その言葉がぴったりだろう。空のワインボトルがテーブルに何本もある。
店内はやはり祝福モードなわけで、店員たちも忙しく働いているものだからワインボトルをこちらに持っては来るものの下げる事はない。
「デビト、飲みすぎ」
「ニコラには言われたくねぇぜ」
「ですよねー」
どれだけ飲んだのだろう。
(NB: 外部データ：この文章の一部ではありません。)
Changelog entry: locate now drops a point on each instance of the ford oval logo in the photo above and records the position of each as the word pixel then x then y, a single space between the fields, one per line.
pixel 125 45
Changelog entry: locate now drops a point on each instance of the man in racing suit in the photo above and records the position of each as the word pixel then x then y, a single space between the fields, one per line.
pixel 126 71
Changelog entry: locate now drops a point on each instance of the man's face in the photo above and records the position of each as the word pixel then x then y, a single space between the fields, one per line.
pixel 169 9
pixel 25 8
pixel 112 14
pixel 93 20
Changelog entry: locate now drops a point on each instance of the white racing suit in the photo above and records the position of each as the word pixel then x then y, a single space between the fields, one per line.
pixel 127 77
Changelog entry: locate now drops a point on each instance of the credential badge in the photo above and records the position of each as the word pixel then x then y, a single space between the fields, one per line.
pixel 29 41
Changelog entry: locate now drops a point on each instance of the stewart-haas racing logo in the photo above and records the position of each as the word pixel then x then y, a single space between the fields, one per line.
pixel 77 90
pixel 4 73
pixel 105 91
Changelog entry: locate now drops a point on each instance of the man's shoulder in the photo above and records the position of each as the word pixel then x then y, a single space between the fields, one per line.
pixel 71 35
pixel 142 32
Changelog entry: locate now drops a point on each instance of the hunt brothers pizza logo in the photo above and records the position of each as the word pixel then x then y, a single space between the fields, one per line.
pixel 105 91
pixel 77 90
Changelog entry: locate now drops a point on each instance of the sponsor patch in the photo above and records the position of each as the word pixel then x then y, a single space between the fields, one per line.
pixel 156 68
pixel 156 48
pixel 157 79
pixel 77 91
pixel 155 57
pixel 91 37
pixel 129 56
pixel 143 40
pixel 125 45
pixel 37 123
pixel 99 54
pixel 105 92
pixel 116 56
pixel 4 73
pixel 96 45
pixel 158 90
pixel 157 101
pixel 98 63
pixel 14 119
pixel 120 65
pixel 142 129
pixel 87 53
この空き瓶達が私たちのワイン摂取量だとしたら、認めたくない。
「でも飲んじゃうんだよね」
「それには同感だな」
「じゃーもっかい、乾杯」
「俺達にとっちゃあ乾杯するモンじゃねー」
「うーん。そうだね。でも乾杯」
パーチェが居なくてよかった。
やつはうるさいから。
嫌いなわけじゃない。寧ろ結構好きだ。
馬鹿みたいにうるさくて、馬鹿みたいに絡んできて、平気で抱きついてくるし。
でもこんな気分の日は居ないほうがいい。
「パーチェ、つれてこなくて正解だったぜ」
私が思っていた事をデビトが口に出したものだから、ついつい笑う。
一緒の事、考えてたんだ。
「テメェ、何笑ってんだよ」
「私もそう思ったとこだった」
「パーチェの奴、無駄にうるせぇからな」
そういうデビトも今日はいつもよりお喋りですよ。
お酒の所為なのかこの嫌な気分を吐き出したいのか。